Several factors make these trial findings difficult to interpret. 5-ARIs shrink the prostate, increase biopsy sampling density, change PSA performance, and may influence histological grading. Bias-adjusted PCPT modeling concluded that the apparent excess of high-grade cancer was unlikely to represent a true increase in aggressive tumors [10]. Long-term PCPT follow-up found no significant difference in overall survival between finasteride and placebo [11]. Mortality-focused evidence is also reassuring: a systematic review and meta-analysis of more than 3 million patients found no significant association between 5-ARI use and prostate-cancer mortality, and large Swedish and Ontario cohorts did not show increased prostate cancer-specific mortality after adjustment [12–14].
Nevertheless, reassurance depends on surveillance. Sarkar et al found that 5-ARI use in a Veterans Affairs cohort was associated with longer time from PSA elevation to biopsy and worse prostate-cancer outcomes, a pattern consistent with under-recognition of PSA suppression rather than drug-driven carcinogenesis [15]. In practice, the modifiable hazard is misinterpretation of a suppressed PSA.

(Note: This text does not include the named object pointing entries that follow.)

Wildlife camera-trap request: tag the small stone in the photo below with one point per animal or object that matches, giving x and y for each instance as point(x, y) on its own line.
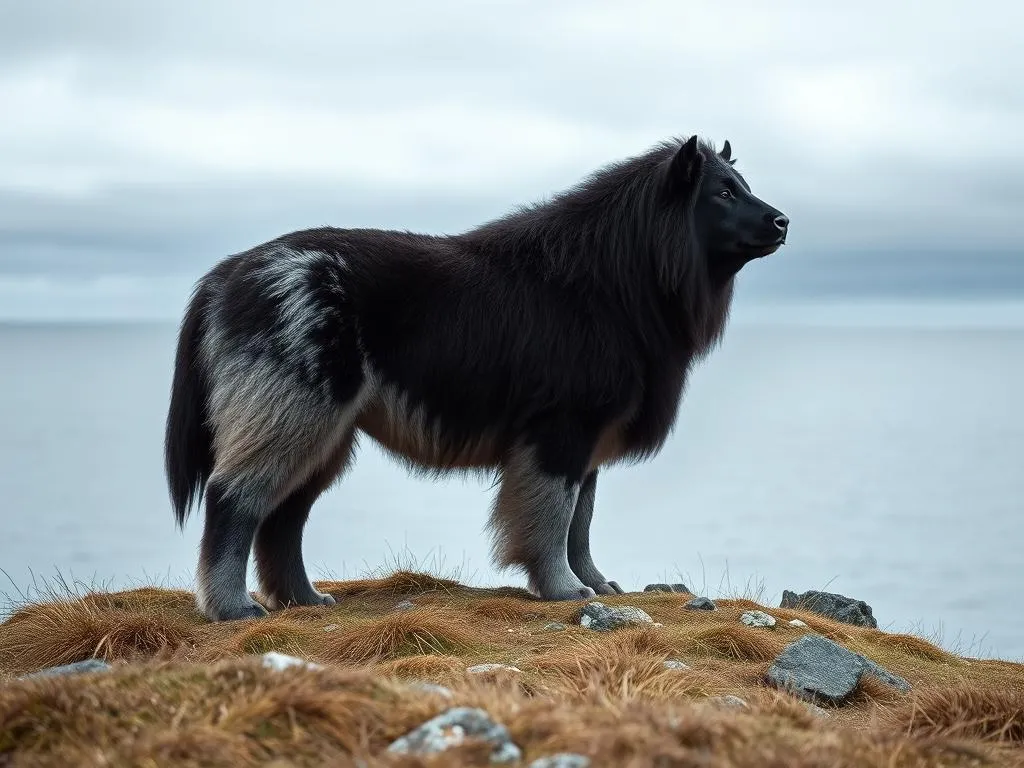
point(837, 607)
point(274, 660)
point(89, 665)
point(561, 760)
point(454, 727)
point(601, 617)
point(729, 702)
point(434, 688)
point(700, 603)
point(757, 619)
point(667, 588)
point(816, 668)
point(482, 668)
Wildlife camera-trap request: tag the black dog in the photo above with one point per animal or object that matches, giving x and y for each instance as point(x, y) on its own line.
point(543, 346)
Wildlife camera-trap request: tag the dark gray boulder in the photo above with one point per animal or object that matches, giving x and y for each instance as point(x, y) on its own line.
point(700, 603)
point(837, 607)
point(667, 588)
point(815, 668)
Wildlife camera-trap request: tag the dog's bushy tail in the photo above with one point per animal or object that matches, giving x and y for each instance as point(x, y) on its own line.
point(187, 439)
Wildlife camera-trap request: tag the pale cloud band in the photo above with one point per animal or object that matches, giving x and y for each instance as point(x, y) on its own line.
point(151, 138)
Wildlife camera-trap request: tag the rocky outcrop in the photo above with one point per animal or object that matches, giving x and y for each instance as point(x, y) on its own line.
point(835, 606)
point(700, 603)
point(603, 617)
point(454, 727)
point(815, 668)
point(667, 588)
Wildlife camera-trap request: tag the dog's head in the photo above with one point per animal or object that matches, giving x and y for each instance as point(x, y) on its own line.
point(730, 224)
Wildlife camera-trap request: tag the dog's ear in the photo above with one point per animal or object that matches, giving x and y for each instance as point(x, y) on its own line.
point(687, 167)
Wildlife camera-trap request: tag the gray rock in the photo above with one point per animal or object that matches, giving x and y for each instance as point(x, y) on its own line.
point(667, 588)
point(274, 660)
point(837, 607)
point(729, 702)
point(561, 760)
point(481, 668)
point(757, 619)
point(602, 617)
point(434, 688)
point(89, 665)
point(454, 727)
point(816, 668)
point(700, 603)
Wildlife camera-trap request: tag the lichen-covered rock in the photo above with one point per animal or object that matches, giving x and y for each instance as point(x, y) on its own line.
point(561, 760)
point(455, 726)
point(729, 702)
point(274, 660)
point(816, 668)
point(479, 669)
point(89, 665)
point(757, 619)
point(603, 617)
point(835, 606)
point(700, 603)
point(434, 688)
point(667, 588)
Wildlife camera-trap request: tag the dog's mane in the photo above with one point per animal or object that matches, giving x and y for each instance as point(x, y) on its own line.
point(620, 231)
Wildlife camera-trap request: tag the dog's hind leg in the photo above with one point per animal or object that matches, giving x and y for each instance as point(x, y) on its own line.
point(273, 436)
point(579, 542)
point(530, 517)
point(279, 540)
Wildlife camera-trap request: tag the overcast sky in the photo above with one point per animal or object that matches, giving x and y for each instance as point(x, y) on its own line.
point(141, 141)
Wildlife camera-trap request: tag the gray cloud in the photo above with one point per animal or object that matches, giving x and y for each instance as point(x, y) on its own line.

PSA surveillance and magnetic resonance imaging (MRI)-first diagnostic escalation
PSA monitoring must be planned before dutasteride is prescribed. Product information for dutasteride monotherapy and dutasteride–tamsulosin combination therapy instructs clinicians to perform digital rectal examination (DRE) and appropriate cancer evaluation before therapy, establish a new PSA baseline after 6 months, monitor regularly, and evaluate any confirmed increase from the lowest on-treatment PSA [3, 4]. The traditional doubling rule compares a stabilized on-treatment PSA with untreated reference ranges by multiplying the measured value by approximately 2, but this is only a simplification. Expert PSA reviews recommend interpreting PSA in relation to the individual nadir and clinical context [16]. The REDUCE trial supports the usefulness of PSA rise as a cancer marker during dutasteride treatment and shows that increases after the 6-month nadir are particularly informative for clinically relevant or high-grade cancer [17, 18].
A practical approach is to document the pre-treatment PSA and DRE, record prostate volume or a volume proxy, repeat PSA at about 6 months, and label the result as the on-treatment baseline. Thereafter, any confirmed rise should prompt a review of adherence, an assessment for transient causes such as infection or instrumentation, and a referral for prostate-cancer risk assessment when unexplained. The PSA value should not be dismissed simply because it remains below a conventional threshold for untreated men.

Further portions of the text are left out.